Within an hour? Iceweasel felt her pulse thud in her ears. Gretyl! She willed herself not to cry.
“A deal.”
“How will you get her out? The front is watched—”
“I have ideas. One is to create a medical emergency necessitating evacuation, then coerce the ambulance crew; another is to use disguise to get past forward security; another is to use a hostage, possibly the sister.” She looked at Natalie, eyes glittering. “Could you keep your head in a hostage situation?”
Natalie thought of Cordelia’s china-doll face, years they’d spent together
, years they’d spent apart. The awkward silences. What did she feel for Cordelia? Sometimes, when she was alone in the room, she fantasized her sister would have an awakening of conscience and break Natalie out. She knew this was hopeless. Cordelia depended on Redwater money, she was a creature of—a prisoner of—default. In a contest between saving Natalie and staying in default, Cordelia’s comfortable life won.
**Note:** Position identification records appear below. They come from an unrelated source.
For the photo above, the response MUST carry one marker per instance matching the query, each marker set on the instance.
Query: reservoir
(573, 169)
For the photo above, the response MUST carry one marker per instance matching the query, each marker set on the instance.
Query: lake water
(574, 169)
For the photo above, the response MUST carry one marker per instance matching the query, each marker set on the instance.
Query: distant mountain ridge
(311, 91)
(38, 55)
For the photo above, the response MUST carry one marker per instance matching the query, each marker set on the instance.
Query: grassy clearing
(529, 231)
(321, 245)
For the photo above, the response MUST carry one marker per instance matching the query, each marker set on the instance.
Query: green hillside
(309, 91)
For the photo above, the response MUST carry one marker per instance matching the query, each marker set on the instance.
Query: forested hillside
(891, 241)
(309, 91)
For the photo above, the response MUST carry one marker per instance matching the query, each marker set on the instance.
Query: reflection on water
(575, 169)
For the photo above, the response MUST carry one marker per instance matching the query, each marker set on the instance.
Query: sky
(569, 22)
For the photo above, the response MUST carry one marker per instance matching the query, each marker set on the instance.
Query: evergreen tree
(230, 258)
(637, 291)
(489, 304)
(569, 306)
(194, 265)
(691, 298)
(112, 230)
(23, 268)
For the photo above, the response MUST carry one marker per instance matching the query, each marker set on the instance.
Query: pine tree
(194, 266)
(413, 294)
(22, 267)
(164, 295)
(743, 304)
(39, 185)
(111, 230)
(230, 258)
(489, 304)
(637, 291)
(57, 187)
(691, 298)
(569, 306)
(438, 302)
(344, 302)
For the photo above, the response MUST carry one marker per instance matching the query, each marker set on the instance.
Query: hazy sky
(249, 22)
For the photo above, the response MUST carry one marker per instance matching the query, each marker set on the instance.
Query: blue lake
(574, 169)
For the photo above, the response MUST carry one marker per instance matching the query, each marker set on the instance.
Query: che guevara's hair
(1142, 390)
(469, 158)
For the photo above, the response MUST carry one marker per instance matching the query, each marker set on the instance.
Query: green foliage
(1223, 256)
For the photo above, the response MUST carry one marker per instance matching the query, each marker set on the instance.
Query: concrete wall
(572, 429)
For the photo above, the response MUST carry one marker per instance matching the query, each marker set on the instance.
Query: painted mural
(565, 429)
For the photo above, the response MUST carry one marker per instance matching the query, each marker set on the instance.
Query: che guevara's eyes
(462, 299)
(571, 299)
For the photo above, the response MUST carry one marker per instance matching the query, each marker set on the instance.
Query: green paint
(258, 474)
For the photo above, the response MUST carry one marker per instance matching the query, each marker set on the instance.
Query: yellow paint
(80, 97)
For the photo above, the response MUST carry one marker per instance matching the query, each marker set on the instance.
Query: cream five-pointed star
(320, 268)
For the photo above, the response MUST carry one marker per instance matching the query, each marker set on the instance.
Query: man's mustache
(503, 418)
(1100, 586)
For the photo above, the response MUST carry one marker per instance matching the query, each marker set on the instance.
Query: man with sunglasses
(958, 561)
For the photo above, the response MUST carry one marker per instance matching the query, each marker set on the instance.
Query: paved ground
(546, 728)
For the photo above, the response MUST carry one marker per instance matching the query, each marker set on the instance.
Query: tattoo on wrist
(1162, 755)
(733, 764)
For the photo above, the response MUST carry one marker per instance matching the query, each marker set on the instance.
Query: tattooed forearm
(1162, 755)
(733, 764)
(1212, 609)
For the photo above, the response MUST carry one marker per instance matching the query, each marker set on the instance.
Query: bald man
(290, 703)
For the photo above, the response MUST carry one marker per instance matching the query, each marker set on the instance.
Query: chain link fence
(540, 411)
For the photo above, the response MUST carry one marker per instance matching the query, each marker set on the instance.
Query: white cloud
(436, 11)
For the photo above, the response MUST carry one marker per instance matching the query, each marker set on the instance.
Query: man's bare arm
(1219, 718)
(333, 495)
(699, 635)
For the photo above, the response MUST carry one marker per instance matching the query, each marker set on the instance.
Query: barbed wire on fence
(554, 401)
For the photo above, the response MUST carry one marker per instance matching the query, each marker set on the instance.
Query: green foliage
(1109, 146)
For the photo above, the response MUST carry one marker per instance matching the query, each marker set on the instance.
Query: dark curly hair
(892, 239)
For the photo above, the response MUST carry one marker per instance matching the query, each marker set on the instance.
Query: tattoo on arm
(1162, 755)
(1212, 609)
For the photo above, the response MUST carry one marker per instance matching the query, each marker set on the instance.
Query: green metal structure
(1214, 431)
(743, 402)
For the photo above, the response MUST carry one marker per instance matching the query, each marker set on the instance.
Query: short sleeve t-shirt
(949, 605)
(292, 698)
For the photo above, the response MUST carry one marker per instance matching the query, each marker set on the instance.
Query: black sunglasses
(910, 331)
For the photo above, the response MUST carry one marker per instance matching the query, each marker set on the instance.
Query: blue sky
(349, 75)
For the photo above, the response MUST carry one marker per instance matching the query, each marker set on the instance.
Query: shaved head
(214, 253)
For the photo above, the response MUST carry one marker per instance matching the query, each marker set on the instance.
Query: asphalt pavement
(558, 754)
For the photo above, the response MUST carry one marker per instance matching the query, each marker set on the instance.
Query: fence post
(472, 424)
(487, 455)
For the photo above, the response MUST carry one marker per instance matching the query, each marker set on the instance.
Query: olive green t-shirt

Just because someone in default would sell out another human—a sister, but why did that even matter, it would be no different if they were strangers—for her own comfort didn’t mean that it was a standard Iceweasel—any walkaway—would sink to.
A cowardly voice whispered about how bringing Cordelia to be a walkaway would rescue her from default’s mental prison. Iceweasel allowed herself a moment’s smug satisfaction in the fact that she recognized this as the voice of self-serving bullshit and dismissed it.
“Fuck no. No hostages.”
“That limits our options.”
“Unless you use the hidden tunnel,” Dis said. There was a mechanical whine as an old, frozen mechanism pulled at the dirt and entropy that gummed it shut after years of disuse. A section of wall sank into the ground, the paintwork on the hidden panel showered the floor with paint chips.
Natalie looked from the tunnel mouth in time to see Nadie’s gross expression of surprise disappear into a managed microexpression.
“That is good. What else will you surprise me with?”
“If I told you, it wouldn’t be a surprise.” Dis’s voice was teasing.
Microexpressions: annoyance, frustration, doubt.
“Nothing I know about,” Iceweasel said. “That was my ace in the hole. I wasn’t sure about it. Couldn’t operate it on my own.”
“It lets out in the ravine?”
“Very good,” Dis said. “By the way, I told Iceweasel everything. I control all the telemetry networked into this suite. I have limited access to the house, through the airgapped networks.”
“It sounds like you could contribute to our departure.”